There is something to be said for snapping out of the first half malaise that had them down 61-53 at the break. Here’s what Durant said was the difference:

“I was aggressive, for one,” he said. “Trying score, make plays. And I think when I’m aggressive that’s sets the tone for us. So I was a little more aggressive, had a little more juice and it helped us out.”

It’s true, he scored 12 in the third on 5-8 shooting, and 17 of his 26 after halftime. Not only that, he piled up eight of his 10 assists in the final two quarters, too. So he clearly was much more intentional about attacking. He and Westbrook had 22 of the Thunder’s 27 assists, and became the first teammates since Stockton and Malone in 1996 to score at least 25 with at least 10 assists in a game, which is pretty neat. There’s also this: That’s the second time Durant and Westbrook have had a game of at least 20 and 10 assists, which is something they’d never done before a month ago against the Hawks.

“This is a rhythm game, this is a confidence game,” Durant said. “When everybody touches the ball, we play together, not worry about who gets the assist or who scores the points, then everybody feels good. Our offense is going to dictate who scores, who gets the ball, but if we play together, everybody touching it, everybody involved, this shots feel a little better leaving your hand.”

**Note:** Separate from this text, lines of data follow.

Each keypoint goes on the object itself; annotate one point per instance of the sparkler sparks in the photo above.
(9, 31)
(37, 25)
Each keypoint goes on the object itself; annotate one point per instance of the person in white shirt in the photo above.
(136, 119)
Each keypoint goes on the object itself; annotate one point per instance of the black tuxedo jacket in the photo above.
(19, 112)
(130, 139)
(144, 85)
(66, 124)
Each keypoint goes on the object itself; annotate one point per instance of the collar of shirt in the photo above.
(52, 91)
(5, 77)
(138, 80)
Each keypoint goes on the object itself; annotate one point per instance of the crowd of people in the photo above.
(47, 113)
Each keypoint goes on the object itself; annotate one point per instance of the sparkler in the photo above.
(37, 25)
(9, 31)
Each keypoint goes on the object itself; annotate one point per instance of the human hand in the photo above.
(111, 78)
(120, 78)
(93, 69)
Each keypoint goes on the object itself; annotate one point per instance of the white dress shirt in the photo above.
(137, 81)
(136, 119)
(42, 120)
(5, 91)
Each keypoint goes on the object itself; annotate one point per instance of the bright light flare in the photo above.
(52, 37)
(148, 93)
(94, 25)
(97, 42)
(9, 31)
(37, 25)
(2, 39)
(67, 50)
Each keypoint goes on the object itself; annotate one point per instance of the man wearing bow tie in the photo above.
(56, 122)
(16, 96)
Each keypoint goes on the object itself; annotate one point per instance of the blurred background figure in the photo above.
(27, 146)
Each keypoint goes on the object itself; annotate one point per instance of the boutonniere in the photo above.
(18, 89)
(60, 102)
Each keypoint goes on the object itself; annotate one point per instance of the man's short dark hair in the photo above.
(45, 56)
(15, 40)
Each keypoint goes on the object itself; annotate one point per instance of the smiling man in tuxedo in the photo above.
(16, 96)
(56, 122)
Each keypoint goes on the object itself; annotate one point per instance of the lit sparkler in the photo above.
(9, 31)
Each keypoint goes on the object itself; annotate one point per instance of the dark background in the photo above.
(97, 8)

The one-word recap for this game is “meh,” because it was what it was supposed to be, a win over the Nuggets. Not all games have to be emphatic blowouts, but there certainly was a disturbing lack of urgency to start. The goal is to win, and get better, and I think in some ways the Thunder accomplished both. The defense was sloppy, but the continued steps to being a deeper offensive team is a positive.

NOTES:

  • Informed the Thunder are 8-1 when they have 25 or more assists, Durant raised an eyebrow. “I guess that’s the formula. We gotta start looking at that.”
  • Hey! Cameron Payne! Payne played eight minutes to start the second quarter. The curveball from Donovan, though: It wasn’t in place of D.J. Augustin, but alongside. And yep, Payne was effective, creating an open baseline jumper for Kanter, and a transition and-1 for Kanter.
  • Second half, Payne got the nod over Augustin, playing a handful of minutes, even hitting two corner 3s. Will he be part of the rotation permanently? Donovan was noncommittal postgame.
  • Allow me some inside baseball venting: So I went to practice on Saturday and asked Donovan a bunch of questions about how bad the second unit has been, while including the fact Payne could be a solution to some of those issues. I’m writing something about it for tomorrow, maybe Tuesday. Even though it’s not true at all because I’m not a complete narcissistic lunatic, I’m choosing to believe Donovan played Payne tonight out of spite to try and ruin my story. I’M STILL WRITING IT BILLY.
  • Side thought: You know, it may not end up being Payne over Augustin by the end. It may end up being Payne over… Waiters. Hear me out: You trade Waiters at the deadline for whatever to clear a roster spot, and sign Kevin Martin who (probably) will get bought out, if he’s not traded. Waiters is a better on-ball defender, and obviously has late clock shotmaking ability — he does, okay? — but Payne really fills in the gaps quite nicely, doing a lot of what Waiters has never successfully done, namely creating shots for others.
  • In the first half, Andre Roberson banked in a corner 3, and then did the Jordan shrug. In the second half, he hesitated so badly on a wide open 3 that he ended up traveling without even dribbling. Really a big night for him.
  • “Papanikolaou” is really fun to say. Try it for the next few minutes.
  • Enes Kanter did a poster dunk tonight.
  • Never seen an offensive interference on an alley-oop before. But Bill Kennedy called one tonight. And here’s the bad part: It wasn’t even close to being in the cylinder. To Kennedy’s credit, he saw the replay and signaled “my bad” about it.
  • KD did not buzzer clutch to end the first quarter. Almost looked eager to launch it. Possibly related: He was 3-3 shooting.
  • It hurts, but if Payne takes over for Augustin, Nick Collison may end up being the target for grumpy fans next.
  • Mike Malone had a clever workaround on pulling the Hack-A move under two minutes, by fouling Adams on the second free throw attempt. Adams made both, though.